I-Team: New York Takes Action on Two Fronts to Stop Panhandling Moms With Babies in Manhattan

State officials are taking action on two fronts to stop a group of women from using babies to panhandle throughout Manhattan, following a series of I-Team reports that found they may be involved in a coordinated scheme to exploit their children.

To this point, the NYPD has insisted its hands are tied because panhandling with children on city streets is not illegal.

State Senate co-leader Jeffrey Klein, a Democrat, has drafted a bill that would dust off some archaic language in New York State Cultural Affairs Law banning begging with babies and move it into the NY State Penal Law so that the NYPD can take action in these cases.
“I believe we need legislation to end this nefarious practice,” Klein told the I-Team, which he thanked for exposing "this outrageous situation, parents using their kids as human placards to panhandle to get money."

Under Klein’s bill, repeat offenders would face felony charges, as would anyone who attempts to recruit or convince another person beg with a child.

“If you’re turning this into a racket, and that’s what it is, then you have to be punished and I think punished to the fullest,” Klein said.

The I-Team first exposed the women working together last November -- commuting in groups with their young children, then splitting up to work long shifts on separate corners. Sometimes they were seen taking lunch breaks together.

Social service groups say they do not believe these women are homeless. They tell the I-Team they repeatedly refuse government help like shelter, food and welfare because they would rather collect cash on the street.

While the NYPD is sometimes approached by concerned New Yorkers, generally the most officers do is move the women. They just end up on different corners.

Richard Aborn of the Citizens Crime Commission said he disagrees with efforts to criminalize the panhandling practice exposed by the I-Team. He said he would prefer to see the NYPD and Administration for Children’s Services create a task force to treat it like a social issue, the same way they address the homeless.

“For me, the first concern is whether or not these women are being coerced into doing this with their kids," Aborn said. "If they are not, and they are doing it voluntarily, we then need to approach them, and see if we can get them the kind of resources and help that will stop this.”

The New York State Assembly has not yet weighed in on Klein’s proposal.

The I-Team asked Gov.
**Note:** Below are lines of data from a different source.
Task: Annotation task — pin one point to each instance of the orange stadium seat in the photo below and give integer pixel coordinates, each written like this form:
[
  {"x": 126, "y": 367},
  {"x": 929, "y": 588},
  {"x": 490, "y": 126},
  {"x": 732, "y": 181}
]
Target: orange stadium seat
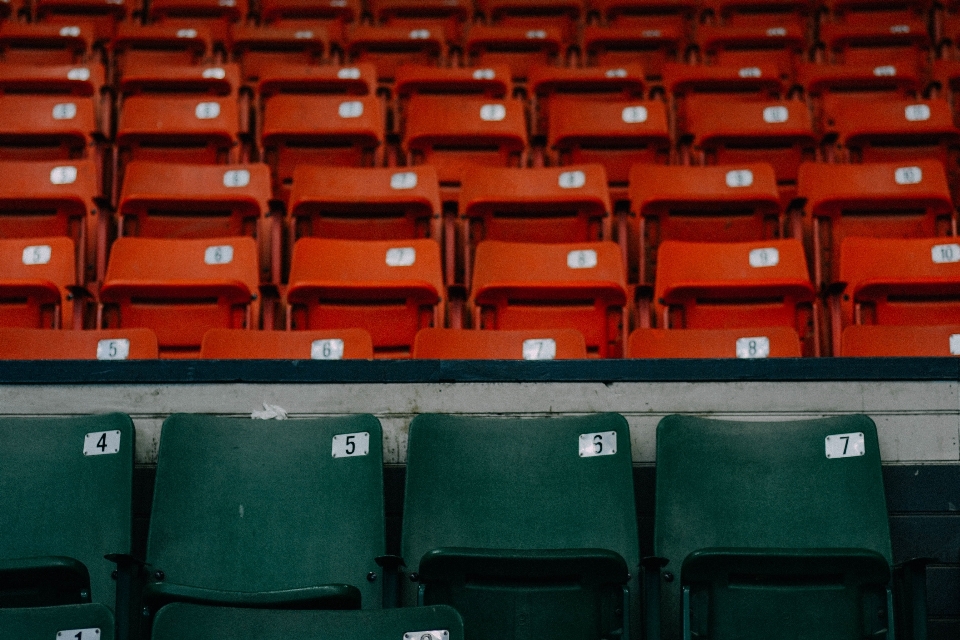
[
  {"x": 36, "y": 278},
  {"x": 733, "y": 203},
  {"x": 387, "y": 47},
  {"x": 870, "y": 340},
  {"x": 390, "y": 288},
  {"x": 346, "y": 131},
  {"x": 471, "y": 344},
  {"x": 365, "y": 204},
  {"x": 239, "y": 344},
  {"x": 736, "y": 286},
  {"x": 891, "y": 200},
  {"x": 180, "y": 289},
  {"x": 752, "y": 343},
  {"x": 457, "y": 135},
  {"x": 52, "y": 198},
  {"x": 578, "y": 286},
  {"x": 614, "y": 133},
  {"x": 106, "y": 344}
]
Cuomo Monday what he thought about the practice.

“If a parent is not acting in the best interest of the child, that certainly would violate the law,” Cuomo said.

If the governor is suggesting professional panhandling amounts to neglect, the question becomes how his own child abuse hotline has been handling complaints about these women.

Since last year, the I-Team has been reporting that the child abuse hotline, the New York State Central Register, has been telling concerned callers they are unable to initiate a neglect investigation unless the callers can provide names and/or addresses of these women and children.

As recently as last Wednesday, Steve Zhu, a patent attorney who works in midtown told the I-Team he called the hotline to report a woman with a newborn he had seen on the hot sidewalk earlier in the day near Bryant Park.

Zhu recounted his conversation with the call taker.

“He said he had a problem in registering this case within the system because first, I don’t have a name, second I don’t have an address for this mother and child, third I don’t have the child’s gender," Zhu said. " We founded this hotline to solve a problem and they’re not solving the problem.”

The same day the I-Team asked the governor about the ongoing practice of panhandling with children, the I-Team learned the hotline changed its procedure.

"Since your last report two weeks ago, we have received about a half a dozen calls," State Spokeswoman Monica Mahaffey said. "On Monday, we instructed our hotline call takers to gather and report as much information as possible to ACS in the hopes of developing a pattern that will enable investigators to locate and investigate the individuals panhandling with children.”